Trajectory Inference with PAGA or Palantir¶
Diffusion maps were introduced by Ronald Coifman and Stephane Lafon, and the underlying idea is to assume that the data are samples from a diffusion process.
Palantir is an algorithm to align cells along differentiation trajectories. Palantir models differentiation as a stochastic process where stem cells differentiate to terminally differentiated cells by a series of steps through a low dimensional phenotypic manifold. Palantir effectively captures the continuity in cell states and the stochasticity in cell fate determination.
Note that both methods require the input of cells in their initial state, and we will introduce other methods that do not require the input of artificial information, such as pyVIA, in subsequent analyses.
Preprocess data¶
As an example, we apply differential kinetic analysis to dentate gyrus neurogenesis, which comprises multiple heterogeneous subpopulations.
import scanpy as sc
import scvelo as scv
import matplotlib.pyplot as plt
import omicverse as ov
ov.plot_set()
Global seed set to 0
____ _ _ __ / __ \____ ___ (_)___| | / /__ _____________ / / / / __ `__ \/ / ___/ | / / _ \/ ___/ ___/ _ \ / /_/ / / / / / / / /__ | |/ / __/ / (__ ) __/ \____/_/ /_/ /_/_/\___/ |___/\___/_/ /____/\___/ Version: 1.5.10, Tutorials: https://omicverse.readthedocs.io/
import scvelo as scv
adata=scv.datasets.dentategyrus()
adata
AnnData object with n_obs × n_vars = 2930 × 13913 obs: 'clusters', 'age(days)', 'clusters_enlarged' uns: 'clusters_colors' obsm: 'X_umap' layers: 'ambiguous', 'spliced', 'unspliced'
adata=ov.pp.preprocess(adata,mode='shiftlog|pearson',n_HVGs=3000,)
adata.raw = adata
adata = adata[:, adata.var.highly_variable_features]
ov.pp.scale(adata)
ov.pp.pca(adata,layer='scaled',n_pcs=50)
Begin robust gene identification After filtration, 13264/13913 genes are kept.
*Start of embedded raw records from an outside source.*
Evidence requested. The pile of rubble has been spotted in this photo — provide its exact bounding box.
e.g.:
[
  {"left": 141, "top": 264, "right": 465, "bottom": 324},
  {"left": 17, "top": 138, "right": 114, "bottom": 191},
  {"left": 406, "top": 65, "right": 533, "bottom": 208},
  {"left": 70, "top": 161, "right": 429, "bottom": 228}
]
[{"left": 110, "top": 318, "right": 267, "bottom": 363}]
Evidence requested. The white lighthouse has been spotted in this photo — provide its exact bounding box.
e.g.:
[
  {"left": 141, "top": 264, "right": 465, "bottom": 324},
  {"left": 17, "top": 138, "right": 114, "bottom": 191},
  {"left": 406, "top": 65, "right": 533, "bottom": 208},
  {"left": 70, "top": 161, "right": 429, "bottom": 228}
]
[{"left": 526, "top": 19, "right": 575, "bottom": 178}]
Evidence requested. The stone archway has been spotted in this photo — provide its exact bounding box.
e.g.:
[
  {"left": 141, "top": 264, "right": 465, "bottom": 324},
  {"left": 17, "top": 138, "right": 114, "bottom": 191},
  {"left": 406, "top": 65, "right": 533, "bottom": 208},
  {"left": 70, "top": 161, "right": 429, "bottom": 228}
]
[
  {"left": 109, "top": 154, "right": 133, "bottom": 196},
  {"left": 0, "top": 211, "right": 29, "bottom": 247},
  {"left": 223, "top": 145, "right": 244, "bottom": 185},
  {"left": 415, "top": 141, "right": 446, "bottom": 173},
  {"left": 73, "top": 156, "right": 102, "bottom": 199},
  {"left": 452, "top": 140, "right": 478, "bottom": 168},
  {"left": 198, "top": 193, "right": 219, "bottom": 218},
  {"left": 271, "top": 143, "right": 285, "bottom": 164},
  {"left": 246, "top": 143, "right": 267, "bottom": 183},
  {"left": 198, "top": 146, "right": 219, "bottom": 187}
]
Among 13264 genes, 13189 genes are robust. End of robust gene identification. Begin size normalization: shiftlog and HVGs selection pearson normalizing counts per cell The following highly-expressed genes are not considered during normalization factor computation: ['Hba-a1', 'Malat1', 'Ptgds', 'Hbb-bt'] finished (0:00:00) extracting highly variable genes --> added 'highly_variable', boolean vector (adata.var) 'highly_variable_rank', float vector (adata.var) 'highly_variable_nbatches', int vector (adata.var) 'highly_variable_intersection', boolean vector (adata.var) 'means', float vector (adata.var) 'variances', float vector (adata.var) 'residual_variances', float vector (adata.var) Time to analyze data in cpu: 1.541149377822876 seconds. End of size normalization: shiftlog and HVGs selection pearson ... as `zero_center=True`, sparse input is densified and may lead to large memory consumption
Let us inspect the contribution of single PCs to the total variance in the data. This gives us information about how many PCs we should consider in order to compute the neighborhood relations of cells. In our experience, often a rough estimate of the number of PCs does fine.
Trajectory inference with diffusion map¶
Here, we used ov.single.TrajInfer
to construct a Trajectory Inference object.
Traj=ov.single.TrajInfer(adata,basis='X_umap',groupby='clusters',
use_rep='scaled|original|X_pca',n_comps=50,)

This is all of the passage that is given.